Surtout, si l’objectif consiste réellement à limiter le vol de technologies, “les États-Unis auraient bien mieux fait de fermer le consulat chinois de San Francisco qui est compétent pour tout ce qui touche à la Silicon Valley”, estime Jeff Moon, un ex-représentant américain au commerce avec la Chine, interrogé par CNN.

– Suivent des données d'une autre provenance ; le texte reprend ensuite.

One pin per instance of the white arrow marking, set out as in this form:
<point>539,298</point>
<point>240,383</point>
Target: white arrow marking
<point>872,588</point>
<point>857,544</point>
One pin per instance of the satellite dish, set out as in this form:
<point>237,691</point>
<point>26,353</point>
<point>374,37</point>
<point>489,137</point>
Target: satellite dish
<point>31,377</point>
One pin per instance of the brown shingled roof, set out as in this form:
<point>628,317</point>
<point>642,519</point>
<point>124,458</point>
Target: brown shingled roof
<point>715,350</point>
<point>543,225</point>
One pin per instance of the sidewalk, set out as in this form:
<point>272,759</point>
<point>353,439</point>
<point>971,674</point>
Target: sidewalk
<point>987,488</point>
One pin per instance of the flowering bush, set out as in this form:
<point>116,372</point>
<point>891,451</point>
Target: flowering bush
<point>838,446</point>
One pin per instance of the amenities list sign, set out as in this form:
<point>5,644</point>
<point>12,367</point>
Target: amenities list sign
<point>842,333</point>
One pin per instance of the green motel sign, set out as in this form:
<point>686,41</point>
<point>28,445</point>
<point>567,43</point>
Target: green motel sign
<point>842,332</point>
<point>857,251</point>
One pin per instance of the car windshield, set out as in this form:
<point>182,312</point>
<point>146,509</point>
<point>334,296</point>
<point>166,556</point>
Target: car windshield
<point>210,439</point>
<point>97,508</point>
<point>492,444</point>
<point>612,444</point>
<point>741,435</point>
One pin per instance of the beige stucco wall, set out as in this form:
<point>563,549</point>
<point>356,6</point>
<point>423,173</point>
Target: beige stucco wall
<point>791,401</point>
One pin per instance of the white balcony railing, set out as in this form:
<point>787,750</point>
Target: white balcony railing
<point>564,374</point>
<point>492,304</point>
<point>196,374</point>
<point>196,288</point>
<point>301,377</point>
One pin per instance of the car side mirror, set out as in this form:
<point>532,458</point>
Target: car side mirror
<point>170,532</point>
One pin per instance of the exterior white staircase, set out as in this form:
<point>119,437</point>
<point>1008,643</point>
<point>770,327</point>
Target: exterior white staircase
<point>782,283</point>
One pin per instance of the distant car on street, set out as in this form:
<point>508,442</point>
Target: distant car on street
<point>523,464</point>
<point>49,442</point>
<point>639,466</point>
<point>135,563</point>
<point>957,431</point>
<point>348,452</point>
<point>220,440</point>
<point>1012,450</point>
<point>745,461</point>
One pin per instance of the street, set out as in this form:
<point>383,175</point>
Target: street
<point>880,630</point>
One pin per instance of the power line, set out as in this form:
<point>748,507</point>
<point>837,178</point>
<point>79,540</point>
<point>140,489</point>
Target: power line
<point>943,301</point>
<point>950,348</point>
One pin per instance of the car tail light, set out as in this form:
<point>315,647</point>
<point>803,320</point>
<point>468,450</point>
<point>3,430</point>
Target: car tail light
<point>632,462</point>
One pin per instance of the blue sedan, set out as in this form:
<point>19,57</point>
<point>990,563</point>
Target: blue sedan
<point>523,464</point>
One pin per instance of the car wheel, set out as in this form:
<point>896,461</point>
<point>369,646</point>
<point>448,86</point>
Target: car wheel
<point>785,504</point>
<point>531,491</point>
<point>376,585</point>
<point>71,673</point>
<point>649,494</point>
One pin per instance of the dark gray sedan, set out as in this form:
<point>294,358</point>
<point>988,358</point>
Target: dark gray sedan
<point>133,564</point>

Satisfaire la base électorale républicaine
Pour lui, cette décision de Donald Trump a plus à voir avec la politique intérieure qu’avec l’espionnage. Ce n’est pas un hasard si le consulat de Houston est le seul qui se trouve dans un État contrôlé par les Républicains et où Donald Trump a, encore, un léger avantage dans les sondages sur son adversaire démocrate, Joe Biden. C’est une manière pour le président de satisfaire et de mobiliser son électorat “qui est toujours en demande de sanctions contre la Chine”, estime le site Vox.
Cette fermeture du consulat constitue aussi le meilleur moyen de faire le maximum de bruit politique en prenant le minimum de risque diplomatique. Le système des relations diplomatiques entre la Chine et les États-Unis fait que chaque délégation dans l’un des pays a son équivalent dans l’autre. Le consulat “frère” de celui de Houston se trouve… à Wuhan. Il n’a pas rouvert depuis le début de la pandémie, et si Pékin décidait de le fermer, dans une logique œil pour œil, consulat pour consulat, “cela ne poserait pas de problème logistique ou diplomatique particulier pour Washington”, souligne CNN.
Encore faudrait-il que Pékin joue le jeu. Pour l’heure, les autorités chinoises sont furieuses et il semblerait qu’elles envisagent plutôt de fermer le consulat américain de Chengdu, croit savoir le South China Morning Post. Ce serait un coup diplomatique beaucoup plus dur pour Washington, car cette délégation traite de toutes les questions relatives au Tibet. En voulant faire plaisir à sa base, Donald Trump aurait alors privé le pays d’une source précieuse d’informations sur l’une des régions les plus sensibles politiquement en Asie.